More Goossen IV: A Q-and-A with Bouton


Tracked down at his Springfield, Mass., home, Jim Bouton had this to say in light of the Seattle Pilots’ 40th anniversary, and coming up on the 40th anniversary of his classic “Ball Four”:


Q: What images do you conjure up of Greg Goossen and those Seattle Pilots?

JB: People ask me all the time about the characters in “Ball Four” and if I can elaborate. I don’t have any other memories beside what’s in the book. Once the document was done, I erased everything. I know Greg was a really fun guy to be around and a great teammate, a smart guy.

Q: Forty years later, do you have any special memories of the Pilots that resonate stronger than any other?

JB: More people send me letters and remind me of things haven’t read in the book for years, so that always refreshes my memory. It strikes me how lucky I was to be with that particular group of guys. It was just a very special collection, mostly because the Pilots’ thinking going in was to win the pennant by drafting older players. So these were real guys with stories and histories, and many had some great years at one time — Gary Bell and Tommy Davis, for example — they had real careers, so as they playing together for the first time and were getting to know each other, they’d tell stories. It was a great bunch of old storytellers who also knew how to play ball. I was so lucky to have them and the nice thing about it, some of them were all past their prime and not so full of themselves. They were real people and had great respectives about who they were and how they were dealing with that.
I still get so much mail, people stopping me, constantly bringing back the memories. They’re in my life every day. Not a day goes by when someone doesn’t ask me about one of my teammates. I never get tired of it. It’s a different memory. People tell me, ‘My grandfather says I need to read your book.’ I’m OK with that.

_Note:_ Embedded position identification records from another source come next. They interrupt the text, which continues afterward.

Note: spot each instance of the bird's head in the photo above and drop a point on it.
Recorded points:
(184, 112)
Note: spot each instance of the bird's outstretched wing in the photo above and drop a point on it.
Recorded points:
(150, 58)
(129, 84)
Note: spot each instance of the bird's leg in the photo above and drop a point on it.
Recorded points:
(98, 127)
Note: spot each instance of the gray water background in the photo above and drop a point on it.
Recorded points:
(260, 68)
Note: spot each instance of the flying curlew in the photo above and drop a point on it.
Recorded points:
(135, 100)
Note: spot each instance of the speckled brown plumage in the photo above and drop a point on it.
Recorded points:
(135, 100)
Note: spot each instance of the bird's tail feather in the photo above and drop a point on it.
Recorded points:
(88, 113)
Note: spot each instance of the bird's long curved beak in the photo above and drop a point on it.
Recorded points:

Q: What was the toughest part about compiling the book at the time?

JB: The best thing was that I kept good notes and did it every single day. I was very disciplined with writing the quotes as close to exactly as I could remember them. I could usually remember the story, but the real key was how someone said something. Everyone has their own speech. You can’t paraphrase it. You gotta nail it right then. So that’s what I learned.
I wasn’t trying to be sneaky about the process. I just think most felt I wasn’t going to follow through on it. It was just an idea. And even if I did it, who’d want to read about the Seattle Pilots, know what I mean? It seemed like a only a fool would write about an expansion team. Most books at that time were from players who capitalized on having won the Cy Young or set World Series records or played for the Yankees or Dodgers, or ‘My Years with the Gashouse Gang.’ The Pilots seemed to be the last team you could write a book about. But the guys were just incredible people.

Q: Do you have a 40th anniversary issue of ‘Ball Four’ in the works for next year?

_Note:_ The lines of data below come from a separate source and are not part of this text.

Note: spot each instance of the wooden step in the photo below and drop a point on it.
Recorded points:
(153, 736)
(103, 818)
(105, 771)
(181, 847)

JB: Nope. I wrote ‘The Final Pitch’ in 2000. That’s it. There’s nothing more to add. And, you know, it really wasn’t a ‘tell-all’ book. There was a lot of stuff I could have told, including on myself, but I didn’t want to invade their privacy. All I wanted was to show what it was like to be in the locker room and how funny these guys were. On every page, you gotta laugh at something. That’s who they were — funny as hell every single day. I’m just a very lucky person who played at that level and got to know that whole lives.

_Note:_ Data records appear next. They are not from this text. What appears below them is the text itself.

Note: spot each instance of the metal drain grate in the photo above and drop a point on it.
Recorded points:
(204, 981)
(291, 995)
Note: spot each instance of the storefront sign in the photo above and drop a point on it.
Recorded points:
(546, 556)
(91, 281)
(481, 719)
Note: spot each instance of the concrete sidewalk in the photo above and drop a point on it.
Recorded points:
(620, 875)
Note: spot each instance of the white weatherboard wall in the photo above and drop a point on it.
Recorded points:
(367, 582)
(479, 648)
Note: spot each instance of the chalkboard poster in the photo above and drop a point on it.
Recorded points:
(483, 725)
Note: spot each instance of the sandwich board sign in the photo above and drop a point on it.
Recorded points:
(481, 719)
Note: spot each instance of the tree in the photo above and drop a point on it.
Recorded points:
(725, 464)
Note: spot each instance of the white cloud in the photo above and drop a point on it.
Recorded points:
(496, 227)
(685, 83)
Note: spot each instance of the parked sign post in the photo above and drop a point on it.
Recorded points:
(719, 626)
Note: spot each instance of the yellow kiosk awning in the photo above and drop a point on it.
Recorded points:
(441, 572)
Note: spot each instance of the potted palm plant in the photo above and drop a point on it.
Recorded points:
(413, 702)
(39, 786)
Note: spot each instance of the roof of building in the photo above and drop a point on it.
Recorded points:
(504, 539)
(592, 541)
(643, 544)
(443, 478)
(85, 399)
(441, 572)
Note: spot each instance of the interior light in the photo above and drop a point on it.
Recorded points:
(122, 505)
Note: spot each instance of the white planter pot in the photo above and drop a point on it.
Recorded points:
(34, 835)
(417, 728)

More books by Bouton (listed on his official site,


== “I’m Glad You Didn’t Take It Personally” (1971, William Morrow, $5.95 cover price), the “Ball Four” sequel, that covers Bouton’s meetings with baseblal commissioner Bowie Kuhn, who accused him for ruining the game.

== “I Managed Good But Boy Did They Play Bad” (1973, Playboy Press, $7.95 cover price). Compiled and edited by Bouton, with Neil Offen. In the “About the Author” blurb, Bouton says he is a “veteran right-hander, part-time author, part-time TV sportscaster, part-time politician, part-time movie star” and ” full-time ace pitcher for the Ridgewood-Paramus Barons.” In the front, the list of “Other Books by Jim Bouton” include “Ball Four,” “I’m Glad You Didn’t Take It Personally” and “War and Peace.”

== “Strike Zone” (1994, Viking, $21.95 cover price): A novel co-written with Eliot Asinof about a ballgame being fixed by the home plate umpire. Bouton is Sam Ward, a career minor leaguer making his first start in the big leagues. Asinof is Ernie Kolacka, the umpire who’s not calling ’em as he sees ’em.

== “Foul Ball” (2003, self published by Bulldog Publishing; in paperback in 2005): Bouton recounts his adventure trying to save Wahconah Park, in Pittsfield, Mass., which has been holding organized baseball games since 1892. Bouton’s plan was opposed by a handful of power brokers who wanted to build a new $18.5 million stadium that the people had voted against three different times.